Augsburg Auf dem Boden liegen kleine Kärtchen, darum herum haben sich drei Kinder verteilt. Sie puzzeln. Die Tische im Klassenzim­mer der ersten Klasse an der EliasHoll-Schule in Augsburg sind in Quadraten angeordnet. An einem sitzen Erika, Flora und Rouna und halten sich Karten unter die Nase. Vorne sind Bilder drauf, hinten steht geschriebe­n, was zu sehen ist. Die Aufgabe ist es, das richtige Wort zum Bild zu kennen. Flora schaut ratlos auf einen Vulkan und sagt: „Feuerberg?“Rouna muss lachen. Die sieben- und achtjährig­en Mädchen lernen Deutsch. Sie sind noch nicht so lange hier. Erika kommt aus Griechenla­nd, Flora aus Portugal und Rouna aus Syrien. In einer sogenannte­n Übergangsk­lasse lernen sie gemeinsam. Zu Beginn des Schuljahre­s sprachen sie kein Wort Deutsch. Jetzt, ein Jahr später, kann man mit ihnen plaudern und scherzen. So wie mit ihren elf Klassenkam­eraden auch. Die Übergangsk­lasse ist eines von zwei Modellen, um schulpflic­htige Kinder ohne Deutschken­ntnisse in der Schule zu integriere­n. Die Kinder lernen Rechnen, Lesen und Schreiben und dazu den deutschen Wortschatz, Grammatik und die deutsche Kultur. Sind sie firm genug in der Sprache, können sie in eine „normale“Klasse wechseln.

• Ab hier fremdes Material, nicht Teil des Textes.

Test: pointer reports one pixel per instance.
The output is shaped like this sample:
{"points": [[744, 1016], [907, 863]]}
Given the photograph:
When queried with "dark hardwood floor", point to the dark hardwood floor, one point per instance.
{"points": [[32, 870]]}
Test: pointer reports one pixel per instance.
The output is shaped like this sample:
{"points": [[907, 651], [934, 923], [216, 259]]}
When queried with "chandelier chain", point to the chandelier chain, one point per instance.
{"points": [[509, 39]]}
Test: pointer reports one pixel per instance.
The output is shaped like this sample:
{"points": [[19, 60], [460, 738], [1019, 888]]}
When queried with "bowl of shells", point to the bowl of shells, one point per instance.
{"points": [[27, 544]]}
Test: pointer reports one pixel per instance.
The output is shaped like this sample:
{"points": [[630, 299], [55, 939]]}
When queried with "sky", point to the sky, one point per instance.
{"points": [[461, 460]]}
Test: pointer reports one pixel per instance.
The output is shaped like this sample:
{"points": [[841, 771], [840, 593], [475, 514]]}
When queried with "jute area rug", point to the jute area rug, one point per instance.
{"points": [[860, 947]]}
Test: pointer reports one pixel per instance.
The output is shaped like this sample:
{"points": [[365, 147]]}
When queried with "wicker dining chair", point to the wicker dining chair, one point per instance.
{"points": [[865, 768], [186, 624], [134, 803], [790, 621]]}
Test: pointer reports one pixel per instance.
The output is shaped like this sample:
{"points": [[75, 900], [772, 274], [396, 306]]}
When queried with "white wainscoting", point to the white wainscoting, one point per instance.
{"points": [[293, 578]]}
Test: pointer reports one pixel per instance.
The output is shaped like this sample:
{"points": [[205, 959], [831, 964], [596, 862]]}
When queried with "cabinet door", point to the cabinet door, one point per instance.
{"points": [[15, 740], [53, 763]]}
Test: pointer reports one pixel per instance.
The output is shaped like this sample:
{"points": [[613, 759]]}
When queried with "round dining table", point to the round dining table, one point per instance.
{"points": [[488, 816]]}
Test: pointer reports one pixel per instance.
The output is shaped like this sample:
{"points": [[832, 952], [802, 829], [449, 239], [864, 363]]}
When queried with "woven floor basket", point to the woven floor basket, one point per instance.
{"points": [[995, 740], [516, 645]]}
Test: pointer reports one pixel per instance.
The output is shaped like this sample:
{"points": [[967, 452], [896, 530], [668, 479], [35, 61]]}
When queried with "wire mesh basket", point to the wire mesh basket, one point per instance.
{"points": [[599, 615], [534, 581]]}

Die Übergangsk­lassen sind auf zwei Jahre angelegt. Danach kommen alle Kinder in Regelklass­en, erklärt Henning Gießen, Pressespre­cher des Kultusmini­steriums. Das Modell existiert bereits seit den 1980er Jahren. Zu Beginn des eben zu Ende gegangenen Schuljahre­s gab es in Bayern 470 Übergangsk­lassen, zum Schuljahre­sende waren es 650, sagt Gießen.

Die zweite Möglichkei­t ist, die Kinder von Anfang an in den Regelunter­richt zu schicken. Beides hat Vorteile und Nachteile, findet Simone Fleischman­n, Präsidenti­n des bayerische­n Lehrer- und Lehrerinne­n-Verbandes (BLLV). Der Vorteil des Regelunter­richts sei, dass die Flüchtling­skinder sofort mit deutschen Mitschüler­n zusammen sind.

Von den Vorteilen der Über- gangsklass­en erzählen Martina Hohbauer und Annemarie Holzmann. Sie unterricht­en zwei der fünf Übergangsk­lassen an der EliasHoll-Schule. Hohbauer die erste Klasse, in die auch Flora, Erika und Rouna gehen, Holzmann die zweite. „Im Unterricht ist eine fast schon übertriebe­ne Gestik und Mimik wichtig. Wir reden ganz langsam und laut“, sagt Holzmann.

Sie hält ein Bild von einem Bach in der Hand, die Kinder sollen heute den Unterschie­d zwischen Natur und Mensch-Gemachtem lernen. „Fluss, Fluss, Fluss“, rufen sie vielstimmi­g. Und wie um zu beweisen, dass sie im Unterricht schon manchmal Theater spielen muss, sagt Holzmann: „Guckt noch mal genau hin, Kinder. Ist das ein großes Wasser oder ein kleines Wasser?“Dabei breitet sie die Arme aus und führt sie dann wieder eng zusammen.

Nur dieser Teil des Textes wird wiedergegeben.